The pyramid approach to reducing salt in cheese and meat
The pyramid approach to reducing salt in cheese and meat
Scientists at Nizo food research have worked with Vion Food group and FrieslandCampina to develop a natural method of reducing salt levels in cheese and meat products.

The Sodium Minus project has been running since 2008 and has already enabled the participating food manufacturers to reduce salt levels.

FrieslandCampina has been able to introduce Milner cheese with 40 per cent less salt and Vion Food group has cut out 800 tonnes of salt from its gammon and bacon products in the UK.

Pyramid approach

Project manager Janny van Gijssel of Nizo told this publication that the team has created a pyramid like approach to salt reduction. This begins at the base with salt replacers, and then with masking agents in the middle and flavour enhancers and top notes topping off the pyramid.

For different cheeses and meats, the exact composition of the solution varies, but van Gijssel said the approach remains the same.

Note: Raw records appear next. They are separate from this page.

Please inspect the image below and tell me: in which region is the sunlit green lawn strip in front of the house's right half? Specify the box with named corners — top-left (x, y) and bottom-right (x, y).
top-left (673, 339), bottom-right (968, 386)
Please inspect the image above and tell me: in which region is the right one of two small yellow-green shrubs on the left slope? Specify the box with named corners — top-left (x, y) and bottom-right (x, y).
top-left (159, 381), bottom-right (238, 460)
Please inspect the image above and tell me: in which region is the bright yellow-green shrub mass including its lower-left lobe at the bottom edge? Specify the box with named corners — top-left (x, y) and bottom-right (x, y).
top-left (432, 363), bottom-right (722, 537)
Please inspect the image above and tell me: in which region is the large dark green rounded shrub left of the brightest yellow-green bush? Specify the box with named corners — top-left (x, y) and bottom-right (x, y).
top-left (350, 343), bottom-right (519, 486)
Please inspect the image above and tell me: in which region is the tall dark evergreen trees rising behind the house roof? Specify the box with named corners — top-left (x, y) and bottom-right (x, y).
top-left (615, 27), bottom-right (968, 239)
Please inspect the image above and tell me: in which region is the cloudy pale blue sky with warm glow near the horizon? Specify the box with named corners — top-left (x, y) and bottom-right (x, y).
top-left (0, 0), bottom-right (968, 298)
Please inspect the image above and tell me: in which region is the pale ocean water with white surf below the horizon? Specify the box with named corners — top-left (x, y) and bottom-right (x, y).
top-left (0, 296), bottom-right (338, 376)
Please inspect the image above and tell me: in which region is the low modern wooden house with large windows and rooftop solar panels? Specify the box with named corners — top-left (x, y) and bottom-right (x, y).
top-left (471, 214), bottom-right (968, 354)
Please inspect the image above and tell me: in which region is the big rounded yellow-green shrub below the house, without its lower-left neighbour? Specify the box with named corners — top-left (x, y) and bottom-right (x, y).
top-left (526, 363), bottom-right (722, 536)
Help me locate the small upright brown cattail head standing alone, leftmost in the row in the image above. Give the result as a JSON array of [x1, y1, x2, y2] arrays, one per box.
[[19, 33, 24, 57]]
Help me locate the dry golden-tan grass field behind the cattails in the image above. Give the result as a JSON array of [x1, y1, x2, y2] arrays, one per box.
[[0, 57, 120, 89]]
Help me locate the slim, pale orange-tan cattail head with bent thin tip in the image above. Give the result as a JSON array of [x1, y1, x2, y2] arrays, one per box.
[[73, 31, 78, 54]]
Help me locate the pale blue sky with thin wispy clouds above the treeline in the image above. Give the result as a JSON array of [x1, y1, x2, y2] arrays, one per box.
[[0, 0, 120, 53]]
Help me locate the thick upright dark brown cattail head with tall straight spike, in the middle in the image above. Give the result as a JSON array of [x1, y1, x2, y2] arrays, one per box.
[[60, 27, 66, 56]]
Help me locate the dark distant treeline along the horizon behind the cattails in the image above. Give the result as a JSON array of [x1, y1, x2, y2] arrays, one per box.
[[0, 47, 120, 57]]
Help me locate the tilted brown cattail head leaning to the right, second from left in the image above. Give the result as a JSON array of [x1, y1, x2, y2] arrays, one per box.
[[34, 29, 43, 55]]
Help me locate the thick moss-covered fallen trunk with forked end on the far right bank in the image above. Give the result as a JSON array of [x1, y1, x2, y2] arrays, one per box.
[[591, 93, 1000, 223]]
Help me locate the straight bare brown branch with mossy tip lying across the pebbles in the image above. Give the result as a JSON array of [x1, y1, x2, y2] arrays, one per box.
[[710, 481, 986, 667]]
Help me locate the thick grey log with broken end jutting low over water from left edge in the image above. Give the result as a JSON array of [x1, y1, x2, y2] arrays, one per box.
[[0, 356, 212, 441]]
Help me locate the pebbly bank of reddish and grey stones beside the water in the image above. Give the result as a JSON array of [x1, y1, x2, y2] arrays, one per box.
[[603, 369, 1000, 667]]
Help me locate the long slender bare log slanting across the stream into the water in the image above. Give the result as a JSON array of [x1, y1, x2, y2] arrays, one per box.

And underpinning the overall approach is a focus on finding natural taste and aroma compounds to satisfy demand for clean label products. Mark Kats, business development manager dairy at Nizo, said this was a top priority for the food industry when considering options for salt reduction.

Key challenges

Reducing the salt content in cheese and meat is not a straightforward process because salt plays a key role in flavour and aroma development as well as preservation and texture.

Working within the bounds of a 30- 40 per cent reduction in salt levels, Wim Engels, senior scientist dairy flavour at Nizo, said the main concerns were flavour and aroma.

Aroma is intimately connected to flavour perception so Engels said one of the key challenges was the identification of aromas that create a perception of saltiness.

In order to identify the right flavour and aroma compounds, Nizo had to test out many different potential combinations and solutions. For cheese Engels said having a micro cheese model capable of making 600 mini cheeses a day of 0.2g allowed for quick screening of starters.

This helped the scientists make rapid progress - Van Gijssel identified this as one of the most rewarding aspects of the project.

“I find it very rewarding to work towards such a clear health benefit for consumers and that in such a short time the results of our joint work can be found in the supermarket.”

She added that the willingness of Vion and FrieslandCampina to come together with Nizo and share experience and expertise was another highlight from the project.

FrieslandCampina and Vion plan to continue their work to make further reductions in the salt content of their cheese and meat products.